As researchers move towards diversification analyses of multiple characters [67,68], we anticipate increasing interest in using approaches such as ours that directly address the potentially synergistic interactions between characters [15]. In this context, it is important to discuss the potential limitations of our analysis and of SSE methods in general. First, we assumed the tree and states were known with certainty, though relaxing these assumptions are possible.
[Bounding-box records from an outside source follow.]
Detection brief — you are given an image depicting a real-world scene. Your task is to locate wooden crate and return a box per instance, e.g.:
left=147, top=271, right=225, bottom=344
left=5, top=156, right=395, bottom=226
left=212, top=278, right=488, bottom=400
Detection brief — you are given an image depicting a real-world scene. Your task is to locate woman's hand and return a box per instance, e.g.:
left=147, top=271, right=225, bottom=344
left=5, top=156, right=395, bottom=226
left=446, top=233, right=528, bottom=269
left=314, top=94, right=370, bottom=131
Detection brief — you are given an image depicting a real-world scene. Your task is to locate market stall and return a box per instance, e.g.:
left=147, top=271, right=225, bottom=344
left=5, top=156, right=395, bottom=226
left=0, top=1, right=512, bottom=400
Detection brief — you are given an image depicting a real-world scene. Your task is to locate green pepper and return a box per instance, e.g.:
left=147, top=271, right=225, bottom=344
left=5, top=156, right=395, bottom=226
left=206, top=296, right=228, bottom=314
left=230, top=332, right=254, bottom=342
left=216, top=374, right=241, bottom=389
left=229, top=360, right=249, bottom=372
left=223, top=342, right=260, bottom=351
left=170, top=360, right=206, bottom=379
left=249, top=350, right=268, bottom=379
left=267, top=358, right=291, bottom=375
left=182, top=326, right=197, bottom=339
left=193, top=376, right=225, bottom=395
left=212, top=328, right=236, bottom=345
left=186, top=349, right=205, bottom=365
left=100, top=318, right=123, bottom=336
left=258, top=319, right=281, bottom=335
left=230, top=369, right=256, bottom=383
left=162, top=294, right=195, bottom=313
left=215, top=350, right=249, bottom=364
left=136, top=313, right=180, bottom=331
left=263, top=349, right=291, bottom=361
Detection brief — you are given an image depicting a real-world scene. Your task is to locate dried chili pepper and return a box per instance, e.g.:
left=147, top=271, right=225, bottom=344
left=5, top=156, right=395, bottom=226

Second, SSE methods have been found to choose a trait-dependent diversification model when traits are simulated under a diversification-independent model and the tree comes from an unknown empirical process [69]. This reflects a well-known statistical issue: rejecting a null does not mean that the alternate model is correct. Here, we used multimodel inference rather than null hypothesis rejection, with a focus on the parameter values. This incorporates uncertainty in the models and focuses on the biological processes, rather than rejecting an unrealistic null. However, even though we used a variety of models, they were individually simple: there was some heterogeneity in process by state, but, otherwise, the same rates were used through time and across taxa. Future extensions of this work could examine additional sources of heterogeneity (e.g. variation in rates across time periods or across clades) [70], although such an increase in model complexity would require not only new methods, but also greater taxon sampling. The application of simulation approaches, as in this study and others [71], will be crucial for determining the power to estimate models and test macroevolutionary hypotheses.